Alright, enough complaining, here’s what I’d like to see.

First, we have a tracing-focused SDK that is as lightweight as possible. That means it entirely focuses on giving customers and library authors the ability to instrument their code with span annotations. Not metrics. Not logs. Let that be a different spec’s problem. That API probably continues to look similar to today:

import { startSpan } from "tracing";

function shittyChatBot() {
    startSpan("some.operation", (span) => {
        doTheThing();
    });
}

Second, that code, as much as possible, does not add to your runtime performance or bundle size unless you’ve opted in to a method of collection. That collection should not be a wire protocol, but an application interface. For example, you should still be able to wire up an OpenTelemetry collector as you do today:

import { newDomainSpecificCollector } from "@opentelemtry/api";

newDomainSpecificCollector({
    endpoint: "http://not.sentry/otel-ingest";
});

Lastly, all those other non-tracing concerns? Put them whenever you want, but just like the transport protocols, take them out of the core.

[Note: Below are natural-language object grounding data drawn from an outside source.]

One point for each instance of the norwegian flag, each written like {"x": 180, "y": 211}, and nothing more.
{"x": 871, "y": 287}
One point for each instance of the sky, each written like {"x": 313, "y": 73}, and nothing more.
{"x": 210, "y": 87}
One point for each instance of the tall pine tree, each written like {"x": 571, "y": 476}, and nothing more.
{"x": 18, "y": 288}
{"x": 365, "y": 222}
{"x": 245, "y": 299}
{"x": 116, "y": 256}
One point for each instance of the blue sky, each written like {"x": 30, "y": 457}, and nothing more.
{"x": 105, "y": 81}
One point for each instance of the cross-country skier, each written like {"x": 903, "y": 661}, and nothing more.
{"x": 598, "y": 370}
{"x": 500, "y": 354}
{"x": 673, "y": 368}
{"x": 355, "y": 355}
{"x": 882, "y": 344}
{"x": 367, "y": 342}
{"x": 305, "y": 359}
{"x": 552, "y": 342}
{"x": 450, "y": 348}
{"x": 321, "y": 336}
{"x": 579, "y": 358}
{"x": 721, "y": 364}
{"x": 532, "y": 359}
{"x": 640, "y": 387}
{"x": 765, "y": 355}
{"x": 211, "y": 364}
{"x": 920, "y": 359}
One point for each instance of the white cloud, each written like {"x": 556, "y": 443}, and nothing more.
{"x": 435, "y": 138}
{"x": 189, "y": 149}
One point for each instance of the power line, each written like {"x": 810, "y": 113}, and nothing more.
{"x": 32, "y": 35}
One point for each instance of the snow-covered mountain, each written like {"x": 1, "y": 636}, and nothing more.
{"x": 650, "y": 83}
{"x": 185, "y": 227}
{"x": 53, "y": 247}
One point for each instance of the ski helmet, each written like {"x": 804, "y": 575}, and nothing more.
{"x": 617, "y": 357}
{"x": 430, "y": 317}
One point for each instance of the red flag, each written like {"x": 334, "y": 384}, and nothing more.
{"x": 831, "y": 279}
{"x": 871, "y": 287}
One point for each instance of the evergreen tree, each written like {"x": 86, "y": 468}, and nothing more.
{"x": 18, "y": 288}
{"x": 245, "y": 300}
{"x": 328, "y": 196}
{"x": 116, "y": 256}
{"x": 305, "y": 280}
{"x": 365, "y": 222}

If this were to happen, Sentry could then completely ignore the OpenTelemetry wire protocols, collectors, and everything else that frankly doesn’t matter to our customers or our product. That means something would have to be exposed to handle it:

import { onSpanFinish } from "tracing";
import { collectSpan } from "@sentry/node";

onSpanFinish.addEventListener(collectSpan);

Thats it. Thats my proposal. I’m sure I’m glossing over a bunch of things, but I’m not trying for academic correctness. Consider this feedback to the “OpenTelemetry Head of Product”, from a customer who would love to use and recommend your product, but cannot.

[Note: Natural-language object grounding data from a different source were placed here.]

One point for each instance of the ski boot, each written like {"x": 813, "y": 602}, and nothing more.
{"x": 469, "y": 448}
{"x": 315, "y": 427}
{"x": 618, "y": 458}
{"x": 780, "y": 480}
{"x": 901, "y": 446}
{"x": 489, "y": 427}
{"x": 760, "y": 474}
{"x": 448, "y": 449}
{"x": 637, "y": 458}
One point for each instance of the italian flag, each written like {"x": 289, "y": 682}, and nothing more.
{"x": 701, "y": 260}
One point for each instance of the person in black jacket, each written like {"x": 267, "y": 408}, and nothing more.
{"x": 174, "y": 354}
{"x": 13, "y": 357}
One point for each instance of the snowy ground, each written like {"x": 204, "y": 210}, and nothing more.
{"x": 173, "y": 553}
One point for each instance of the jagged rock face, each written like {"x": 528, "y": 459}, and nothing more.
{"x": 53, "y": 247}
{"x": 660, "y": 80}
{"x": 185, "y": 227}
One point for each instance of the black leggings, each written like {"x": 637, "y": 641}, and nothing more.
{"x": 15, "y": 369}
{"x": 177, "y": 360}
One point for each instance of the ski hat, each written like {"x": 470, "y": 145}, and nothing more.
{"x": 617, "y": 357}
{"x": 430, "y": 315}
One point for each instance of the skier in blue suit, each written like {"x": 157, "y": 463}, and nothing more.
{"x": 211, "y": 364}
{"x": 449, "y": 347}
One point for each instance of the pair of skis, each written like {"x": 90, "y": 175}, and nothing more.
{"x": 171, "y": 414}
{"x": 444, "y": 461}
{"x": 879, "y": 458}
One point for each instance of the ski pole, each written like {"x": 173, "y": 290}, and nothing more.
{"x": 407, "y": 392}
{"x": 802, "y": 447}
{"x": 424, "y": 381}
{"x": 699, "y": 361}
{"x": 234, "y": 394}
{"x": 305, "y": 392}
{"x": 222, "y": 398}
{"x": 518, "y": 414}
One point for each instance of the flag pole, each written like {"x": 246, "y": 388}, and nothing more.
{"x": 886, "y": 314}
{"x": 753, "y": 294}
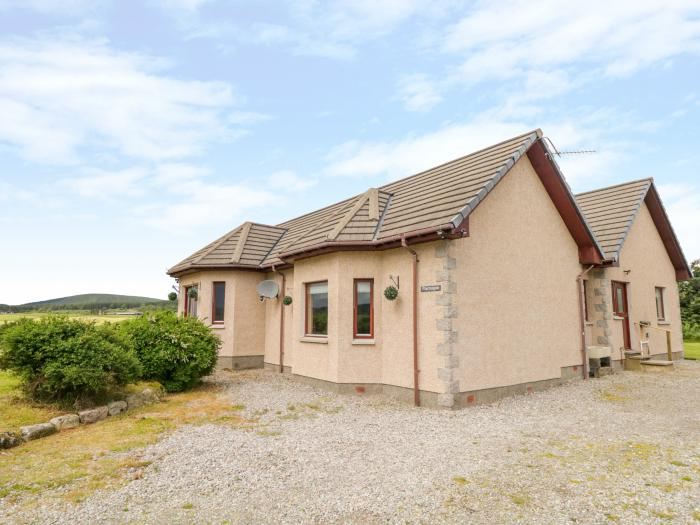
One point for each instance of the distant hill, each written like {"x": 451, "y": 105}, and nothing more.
{"x": 90, "y": 301}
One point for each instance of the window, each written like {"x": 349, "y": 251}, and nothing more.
{"x": 190, "y": 302}
{"x": 218, "y": 301}
{"x": 317, "y": 308}
{"x": 364, "y": 309}
{"x": 660, "y": 313}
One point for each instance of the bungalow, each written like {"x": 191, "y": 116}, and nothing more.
{"x": 479, "y": 278}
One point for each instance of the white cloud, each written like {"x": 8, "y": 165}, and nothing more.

The world I’m describing is a world Sentry would get behind both as an implementer, and as a financier. I’d love to go to our board and tell them we need to allocate $10m in funding to support library authors implementing and maintaining a true standard, one adopted across the board, but today we cannot make that bet. So instead we are continuing to hedge our bet on us having to maintain instrumentation, and the OpenTelemetry committee somehow becoming successful. Maybe thats fine, but it mostly seems like a big distraction that doesn’t help our customers.

I want to close with one last point: its ok that people have problems they want to solve, and its ok that they work as a group to solve them, but you’re not going to see adoption of a product if its solving problems that someone doesn’t have. Sentry does not have the problem of “extracting metrics from AWS CloudWatch”, and I would encourage implementers to stop conflating concerns that are not tightly coupled to the problem being addressed.

There are a lot of things OpenTelemetry tries to do, some it does well, but in general is plagued by too many opinions, and too many goals. Maybe bring back OpenTracing?